Il mercato unico e l’euro hanno favorito le grandi multinazionali e le potenze esportatrici, ma hanno distrutto il tessuto produttivo delle piccole e medie imprese locali, cancellando identità economiche secolari in nome di una competitività globale che ha solo aumentato la precarietà e la disuguaglianza. Maastricht ha trasformato la politica in amministrazione, l’ideale in burocrazia, e i governi nazionali in esecutori di direttive decise altrove.
Ogni volta che un popolo europeo ha tentato di ribellarsi – con un referendum, con un voto contrario, con una protesta sociale – è stato accusato di “antieuropeismo”, come se difendere la propria sovranità fosse un crimine contro il progresso.
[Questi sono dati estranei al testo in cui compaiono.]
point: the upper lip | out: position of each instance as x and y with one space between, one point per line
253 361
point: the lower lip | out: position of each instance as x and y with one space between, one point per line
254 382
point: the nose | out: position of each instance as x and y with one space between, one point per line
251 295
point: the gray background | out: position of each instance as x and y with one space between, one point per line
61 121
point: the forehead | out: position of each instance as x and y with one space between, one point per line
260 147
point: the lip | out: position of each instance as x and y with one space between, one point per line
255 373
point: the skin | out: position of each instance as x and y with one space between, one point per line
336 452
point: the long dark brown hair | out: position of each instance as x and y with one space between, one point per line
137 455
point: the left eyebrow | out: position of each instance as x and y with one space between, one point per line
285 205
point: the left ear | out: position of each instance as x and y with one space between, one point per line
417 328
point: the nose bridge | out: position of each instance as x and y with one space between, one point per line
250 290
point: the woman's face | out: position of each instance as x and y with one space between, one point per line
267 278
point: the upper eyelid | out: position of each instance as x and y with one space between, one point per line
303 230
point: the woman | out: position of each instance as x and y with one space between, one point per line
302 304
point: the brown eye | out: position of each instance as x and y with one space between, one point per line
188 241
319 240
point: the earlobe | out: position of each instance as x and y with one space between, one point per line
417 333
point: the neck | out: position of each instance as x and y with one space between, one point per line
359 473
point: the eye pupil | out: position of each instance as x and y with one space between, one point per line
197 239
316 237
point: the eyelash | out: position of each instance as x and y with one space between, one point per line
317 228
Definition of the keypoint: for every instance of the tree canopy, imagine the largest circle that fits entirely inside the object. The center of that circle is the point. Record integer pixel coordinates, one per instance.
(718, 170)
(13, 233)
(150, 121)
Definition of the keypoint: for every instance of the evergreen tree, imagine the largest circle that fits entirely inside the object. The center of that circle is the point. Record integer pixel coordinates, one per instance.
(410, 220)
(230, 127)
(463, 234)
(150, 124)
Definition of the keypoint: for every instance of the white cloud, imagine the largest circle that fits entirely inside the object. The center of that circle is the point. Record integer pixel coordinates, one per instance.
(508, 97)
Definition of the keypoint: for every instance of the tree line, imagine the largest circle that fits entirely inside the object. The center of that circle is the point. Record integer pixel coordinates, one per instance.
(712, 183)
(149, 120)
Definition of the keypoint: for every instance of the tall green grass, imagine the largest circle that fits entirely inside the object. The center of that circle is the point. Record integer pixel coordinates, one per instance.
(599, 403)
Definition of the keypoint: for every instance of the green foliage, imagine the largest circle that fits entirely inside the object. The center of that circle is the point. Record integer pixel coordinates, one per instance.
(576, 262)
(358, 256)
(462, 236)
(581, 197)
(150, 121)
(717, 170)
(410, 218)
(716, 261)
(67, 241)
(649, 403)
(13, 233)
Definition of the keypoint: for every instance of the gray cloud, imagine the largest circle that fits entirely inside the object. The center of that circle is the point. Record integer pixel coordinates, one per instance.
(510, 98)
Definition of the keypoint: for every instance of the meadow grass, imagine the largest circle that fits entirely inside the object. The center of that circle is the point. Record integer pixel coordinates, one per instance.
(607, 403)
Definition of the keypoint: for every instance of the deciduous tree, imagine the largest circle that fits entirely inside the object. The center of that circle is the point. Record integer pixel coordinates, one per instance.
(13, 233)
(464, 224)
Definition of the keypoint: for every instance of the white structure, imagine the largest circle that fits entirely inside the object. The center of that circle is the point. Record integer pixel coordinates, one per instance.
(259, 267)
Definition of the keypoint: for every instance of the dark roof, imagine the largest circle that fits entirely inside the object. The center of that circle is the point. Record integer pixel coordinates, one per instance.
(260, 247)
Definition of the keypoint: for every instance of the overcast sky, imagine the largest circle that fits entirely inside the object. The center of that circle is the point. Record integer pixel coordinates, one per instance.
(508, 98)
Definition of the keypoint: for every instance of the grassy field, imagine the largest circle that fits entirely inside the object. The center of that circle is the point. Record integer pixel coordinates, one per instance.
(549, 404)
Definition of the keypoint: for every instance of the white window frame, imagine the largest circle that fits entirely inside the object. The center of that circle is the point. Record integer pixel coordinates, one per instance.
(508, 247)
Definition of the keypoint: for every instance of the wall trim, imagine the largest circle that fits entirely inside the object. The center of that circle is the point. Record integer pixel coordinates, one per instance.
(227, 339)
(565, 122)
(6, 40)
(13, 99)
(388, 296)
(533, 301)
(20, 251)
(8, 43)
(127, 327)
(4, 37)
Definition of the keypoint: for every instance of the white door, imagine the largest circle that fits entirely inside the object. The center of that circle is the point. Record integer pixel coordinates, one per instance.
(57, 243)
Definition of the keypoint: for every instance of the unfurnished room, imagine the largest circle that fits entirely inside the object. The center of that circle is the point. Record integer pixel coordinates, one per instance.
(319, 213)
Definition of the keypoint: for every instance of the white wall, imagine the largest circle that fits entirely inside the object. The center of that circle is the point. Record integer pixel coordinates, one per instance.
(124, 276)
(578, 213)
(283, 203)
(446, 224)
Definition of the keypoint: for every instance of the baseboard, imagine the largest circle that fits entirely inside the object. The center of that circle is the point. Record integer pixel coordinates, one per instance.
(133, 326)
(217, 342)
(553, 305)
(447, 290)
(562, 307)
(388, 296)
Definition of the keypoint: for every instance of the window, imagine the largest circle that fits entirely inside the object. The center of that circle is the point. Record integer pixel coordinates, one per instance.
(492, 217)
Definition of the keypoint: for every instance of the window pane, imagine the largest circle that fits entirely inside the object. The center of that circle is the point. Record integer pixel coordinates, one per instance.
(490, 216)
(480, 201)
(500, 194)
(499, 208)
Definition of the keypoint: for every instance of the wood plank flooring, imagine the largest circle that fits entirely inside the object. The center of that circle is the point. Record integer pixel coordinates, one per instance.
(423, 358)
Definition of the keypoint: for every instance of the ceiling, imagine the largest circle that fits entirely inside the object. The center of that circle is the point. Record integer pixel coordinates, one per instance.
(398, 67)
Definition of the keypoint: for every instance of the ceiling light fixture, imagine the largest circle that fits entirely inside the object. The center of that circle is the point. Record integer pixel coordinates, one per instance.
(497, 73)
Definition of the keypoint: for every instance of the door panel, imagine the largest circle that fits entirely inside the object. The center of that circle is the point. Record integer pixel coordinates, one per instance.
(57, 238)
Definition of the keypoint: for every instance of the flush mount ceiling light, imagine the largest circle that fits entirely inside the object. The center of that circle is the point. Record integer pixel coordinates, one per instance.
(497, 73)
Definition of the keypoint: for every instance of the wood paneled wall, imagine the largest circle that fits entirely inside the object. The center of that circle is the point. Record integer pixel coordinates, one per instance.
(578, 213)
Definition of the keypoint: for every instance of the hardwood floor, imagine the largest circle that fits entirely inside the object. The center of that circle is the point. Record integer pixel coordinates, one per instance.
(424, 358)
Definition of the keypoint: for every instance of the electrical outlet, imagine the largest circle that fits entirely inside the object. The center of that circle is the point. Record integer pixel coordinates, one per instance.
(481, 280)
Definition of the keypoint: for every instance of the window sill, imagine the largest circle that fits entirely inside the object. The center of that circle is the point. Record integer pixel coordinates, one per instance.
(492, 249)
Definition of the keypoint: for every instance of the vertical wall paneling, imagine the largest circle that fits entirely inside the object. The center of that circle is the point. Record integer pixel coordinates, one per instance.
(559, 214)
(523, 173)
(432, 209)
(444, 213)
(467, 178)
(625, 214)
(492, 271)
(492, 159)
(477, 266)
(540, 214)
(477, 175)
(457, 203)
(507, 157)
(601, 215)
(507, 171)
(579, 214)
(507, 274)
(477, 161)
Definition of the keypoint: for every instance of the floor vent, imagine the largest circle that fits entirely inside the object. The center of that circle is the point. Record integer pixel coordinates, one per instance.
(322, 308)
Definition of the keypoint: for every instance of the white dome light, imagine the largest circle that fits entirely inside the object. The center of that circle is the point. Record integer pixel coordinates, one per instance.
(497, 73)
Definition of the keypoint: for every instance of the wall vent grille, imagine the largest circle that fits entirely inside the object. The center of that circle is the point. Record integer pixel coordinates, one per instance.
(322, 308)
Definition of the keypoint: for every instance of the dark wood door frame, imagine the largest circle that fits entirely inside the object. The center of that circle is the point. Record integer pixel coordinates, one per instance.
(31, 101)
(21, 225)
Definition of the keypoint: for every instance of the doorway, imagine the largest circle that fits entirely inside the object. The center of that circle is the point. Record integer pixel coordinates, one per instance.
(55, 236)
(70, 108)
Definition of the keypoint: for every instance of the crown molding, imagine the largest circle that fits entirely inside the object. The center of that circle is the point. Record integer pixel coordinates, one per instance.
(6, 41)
Ma l’Europa non è questa Unione senz’anima, non è il Parlamento di Strasburgo né la Commissione di Bruxelles: l’Europa è fatta di nazioni, di culture, di lingue, di popoli liberi che hanno dato al mondo civiltà e pensiero.
Oggi i cittadini europei vivono in un’Unione che decide per loro, ma senza di loro, e che parla di diritti mentre cancella il diritto fondamentale di autodeterminarsi. Il Trattato di Maastricht ha creato un gigante economico e un nano politico, un colosso burocratico privo di visione, incapace di affrontare le sfide globali se non con la retorica e i vincoli.
E così, mentre Bruxelles discute di parametri e di debiti, le periferie dell’Europa si spopolano, i giovani emigrano, le famiglie si impoveriscono e la democrazia si svuota. Forse è tempo di ammettere che quel sogno europeo è diventato un incubo tecnocratico: un’Europa che non unisce, ma divide; che non difende, ma impone; che non protegge, ma controlla. Riconoscere gli errori di Maastricht non significa rinnegare l’idea di Europa, ma liberarla dal giogo di un sistema che ha tradito le promesse fatte trent’anni fa. Perché l’Europa dei popoli potrà rinascere solo quando tornerà ad essere l’Europa delle nazioni sovrane, libere di cooperare, ma non costrette a obbedire.